The Irish Times view on the Government defiance of Data Protection Commissioner

Optics of State’s challenge to regulator of data-gathering multinationals are appalling

File photograph of Paschal Donohoe, with a facsimile of his public services card. Photograph: Eric Luke

File photograph of Paschal Donohoe, with a facsimile of his public services card. Photograph: Eric Luke

 

The Department of Employment Affairs and Social Protection has finally published the Data Protection Commission’s highly critical report on the department’s Public Services Card (PSC). The detailed report lambastes a card memorably described as “mandatory but not compulsory” by Minister Regina Doherty, and finds it in breach of data protection laws and rights in eight areas.

Key findings include a decision that the card cannot be required to obtain services from other departments, because no lawful basis exists for such use. It cites numerous examples of the “mission creep” by which the card transformed from its original intention as a chip-and-pin verification device for social welfare services, into a required form of identity for seemingly random purposes, such as sitting a driving test, obtaining a passport, or appealing school transport decisions. The report states that such examples illustrate “obvious and significant deficits in terms of logic and consistency” for when the card is required.

The Government intends to defend the card, in direct defiance of a national regulator

It notes that although the Department claims the card makes it easier for citizens to access services, it frequently makes the process more complicated.

The commission dismisses the Department’s long-standing claim that the PSC is an ultra-secure form of identity. It also finds that one of the original, widely touted claims for the card – prevention of welfare fraud – is a costly nonsense. By the Department’s own reckoning, the card has cost upwards of €60 million, yet has prevented only around €1 million in fraud.

Destabilising confidence

While such findings had been released earlier in summary form by the DPC, the full report adds significant heft and leaves little legal wriggle room for the Department. Yet the Government intends to defend the card, in direct defiance of a national regulator, with both the Minister and Taoiseach Leo Varadkar suggesting that the DPC should have met with the Department to “discuss” the findings.

The international optics here are appalling. If the State continues with a sensitive data-gathering project in defiance of a regulator who also oversees the Irish-based European operations of many of the largest data-gathering multinational companies, it destabilises international confidence in Ireland.

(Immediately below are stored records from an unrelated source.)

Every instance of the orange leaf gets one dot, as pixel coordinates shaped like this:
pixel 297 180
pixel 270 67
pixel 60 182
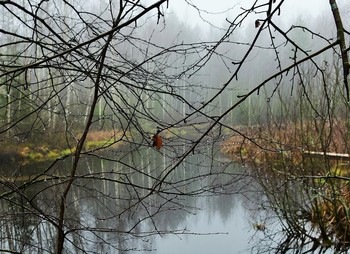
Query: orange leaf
pixel 257 23
pixel 157 141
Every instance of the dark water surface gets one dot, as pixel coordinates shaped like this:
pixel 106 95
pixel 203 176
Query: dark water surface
pixel 203 206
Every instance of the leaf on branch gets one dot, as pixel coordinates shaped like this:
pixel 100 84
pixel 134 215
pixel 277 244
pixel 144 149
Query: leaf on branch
pixel 257 23
pixel 157 141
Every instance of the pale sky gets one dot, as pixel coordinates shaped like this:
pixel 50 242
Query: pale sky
pixel 291 8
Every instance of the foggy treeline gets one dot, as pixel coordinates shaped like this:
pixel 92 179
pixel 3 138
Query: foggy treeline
pixel 113 113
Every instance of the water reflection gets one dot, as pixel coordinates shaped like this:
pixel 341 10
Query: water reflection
pixel 119 204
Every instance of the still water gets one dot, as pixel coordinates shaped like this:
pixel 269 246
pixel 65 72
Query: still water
pixel 207 204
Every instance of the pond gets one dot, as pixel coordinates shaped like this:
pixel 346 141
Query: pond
pixel 136 201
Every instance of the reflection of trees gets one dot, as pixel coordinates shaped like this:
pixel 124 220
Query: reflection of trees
pixel 109 208
pixel 71 71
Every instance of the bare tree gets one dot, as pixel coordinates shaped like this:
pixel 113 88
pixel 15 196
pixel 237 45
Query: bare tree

And, as the Government prepares a legal challenge to its own regulator, it should recall that its similarly defended data-retention scheme was ultimately cast down by the European Court of Justice five years ago, in a case brought by Digital Rights Ireland.

That decision, which determined that data gathering must have clear legal purpose and be transparent and proportionate, is one of the foundation stones of the very data-protection laws on which the DPC has based its latest findings.